There have been several attempts to levy self-enforced rules, similar to those used by the NCAA for recruiting young athletes, with the most recent system created in 2003. While none of the students interviewing at the federal courthouse in downtown Manhattan that Thursday wanted their names published for fear of jeopardizing their careers, many expressed frustration with the process.
“It’s insane and has been driving everybody nuts for years,” said one student from a top 20 law school who had three interviews in New York that day, and three others across the Midwest this week. “But I don’t really see any way to fix it.”
Students are willing to jump through the hoops because the jobs are so precious. A clerkship is possibly a prerequisite for one’s own judgeship someday and a ticket to a higher salary at a white-shoe law firm. And while the process has always been competitive, it has become more frenzied in the last few years as law firm jobs have dried up and young lawyers have sought shelter in the public sector.
Clerkships traditionally go to third-year law students, but now more graduates are also competing for (and getting) these positions.
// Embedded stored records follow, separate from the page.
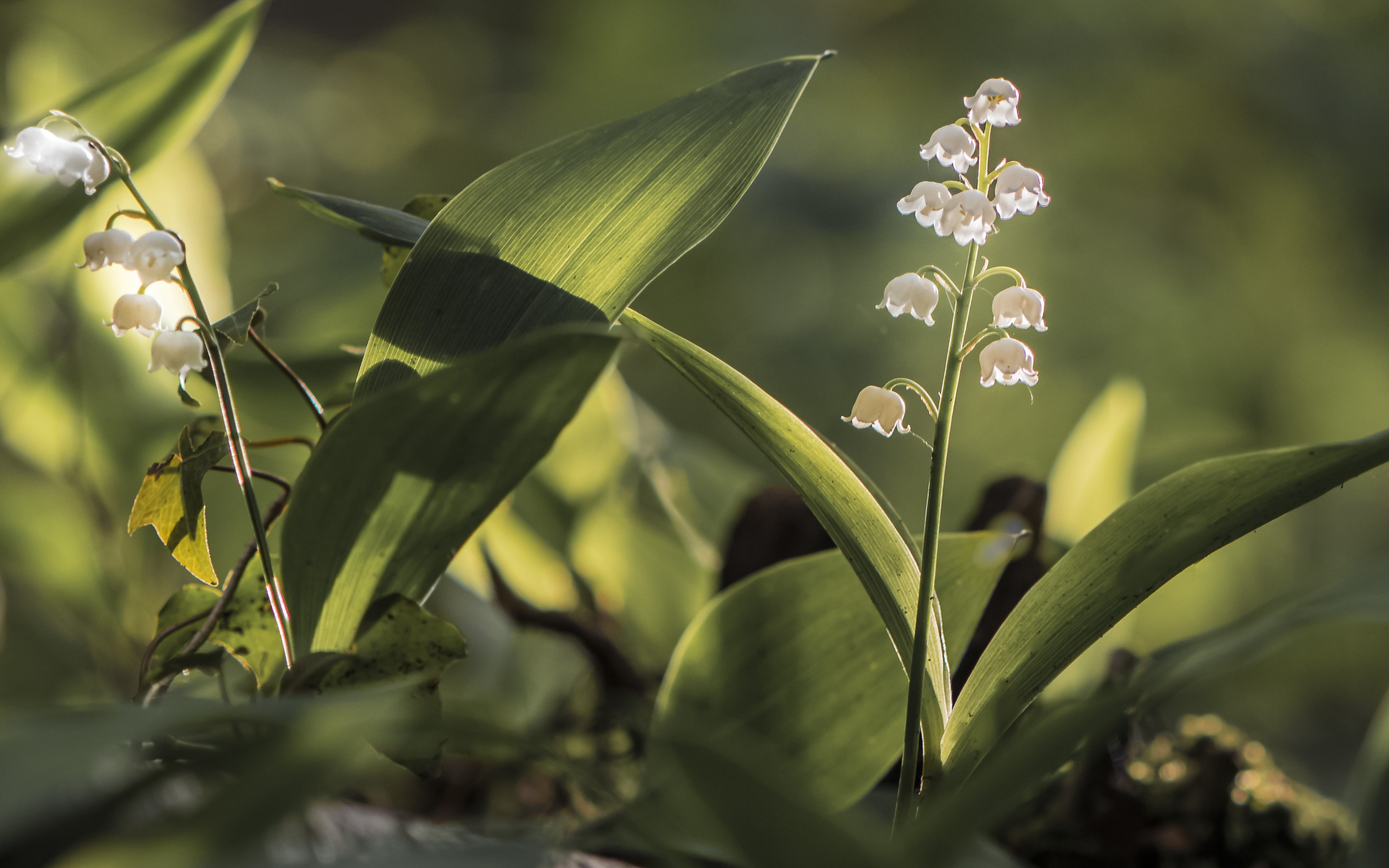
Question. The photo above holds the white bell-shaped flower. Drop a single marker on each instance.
(179, 352)
(968, 217)
(927, 201)
(1006, 362)
(110, 248)
(68, 162)
(155, 255)
(136, 313)
(913, 295)
(1019, 192)
(952, 146)
(996, 102)
(1021, 307)
(878, 409)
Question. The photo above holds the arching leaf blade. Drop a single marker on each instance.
(884, 561)
(1166, 528)
(402, 481)
(573, 231)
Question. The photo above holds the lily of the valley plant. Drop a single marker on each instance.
(970, 213)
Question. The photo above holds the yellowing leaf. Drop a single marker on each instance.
(1094, 471)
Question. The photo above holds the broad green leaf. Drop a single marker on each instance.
(1094, 471)
(394, 256)
(235, 326)
(1162, 531)
(971, 800)
(149, 108)
(884, 561)
(171, 499)
(374, 223)
(758, 810)
(795, 657)
(399, 482)
(573, 231)
(246, 628)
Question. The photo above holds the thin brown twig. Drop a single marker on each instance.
(274, 442)
(155, 643)
(284, 367)
(234, 580)
(267, 477)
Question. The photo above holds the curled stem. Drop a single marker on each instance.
(234, 580)
(1002, 271)
(284, 367)
(942, 277)
(110, 221)
(241, 460)
(917, 388)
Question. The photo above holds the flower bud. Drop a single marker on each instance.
(1019, 192)
(995, 102)
(1006, 362)
(926, 201)
(155, 255)
(952, 146)
(110, 248)
(968, 217)
(179, 352)
(880, 409)
(138, 313)
(1019, 306)
(68, 162)
(910, 294)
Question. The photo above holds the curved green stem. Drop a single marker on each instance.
(917, 388)
(943, 277)
(926, 725)
(1002, 271)
(241, 461)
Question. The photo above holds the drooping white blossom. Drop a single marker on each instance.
(67, 160)
(1021, 307)
(952, 146)
(179, 352)
(927, 201)
(913, 295)
(968, 217)
(136, 313)
(1019, 192)
(155, 255)
(110, 248)
(878, 409)
(996, 102)
(1008, 362)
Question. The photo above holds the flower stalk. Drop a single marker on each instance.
(241, 460)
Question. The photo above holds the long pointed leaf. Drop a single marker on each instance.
(402, 481)
(144, 110)
(1162, 531)
(884, 561)
(795, 657)
(573, 231)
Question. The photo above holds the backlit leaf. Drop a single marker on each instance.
(573, 231)
(399, 482)
(1162, 531)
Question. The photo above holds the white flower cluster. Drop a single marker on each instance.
(153, 256)
(968, 214)
(67, 160)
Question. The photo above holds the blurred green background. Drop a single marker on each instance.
(1216, 234)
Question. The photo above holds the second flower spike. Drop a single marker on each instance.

The recruiting restrictions officially apply only to current students, so judges can hire graduates whenever they want without being accused of cheating.
Last year 382,828 applications were filed electronically for clerkships with 874 presidentially appointed federal judges, each of whom typically hires one to three clerks each year. (Some applications were submitted in hard copy only, but those numbers are not tracked.)
By 10 a.m. that Thursday, the official starting time for interviews, students were reduced to begging for positions in 2013. At least one judge was interviewing candidates for jobs in 2014.
No matter how far in advance an offer comes, schools pressure students to never, ever turn it down or even ask for time to consider it. Hesitating — let alone declining — is considered disrespectful, if not insulting, and can damage an entire law school’s reputation in the clerkship market.
“The consequences are definitely felt by the school more so than the student,” said Daniel Richman, a law professor and faculty clerkship adviser at Columbia Law School.
This etiquette code means students end up working for the judge that makes them an offer first — causing students to pressure judges to move interviews earlier and earlier.
Increasingly, judges are choosing to ignore the plan and just recruit on their own schedule. After all, there are no sanctions for breaking the rules; federal judges have lifetime tenure unless they commit an impeachable offense, and recruiting clearly is not a crime. On the other hand, there are negative consequences for those who play by the rules.
“I tried to follow the system, waiting until Labor Day or whenever it was to accept applications,” said Richard Posner, a judge on the Court of Appeals for the 7th Circuit in Chicago who said he now hires “off-plan.” “I made appointments to interview several people. Then one by one they called up and canceled their interviews because they had accepted offers before we were even supposed to start interviewing.”
Outside the Manhattan federal courthouse, one lucky student — who had just snapped up a clerkship and triumphantly reclaimed his cellphone — said he was looking forward to canceling a few of his more far-flung interviews. Then he would call his parents, and then he would negotiate with the airline to get a refund on his tickets.
“But first,” the student said, “I have to go throw up.”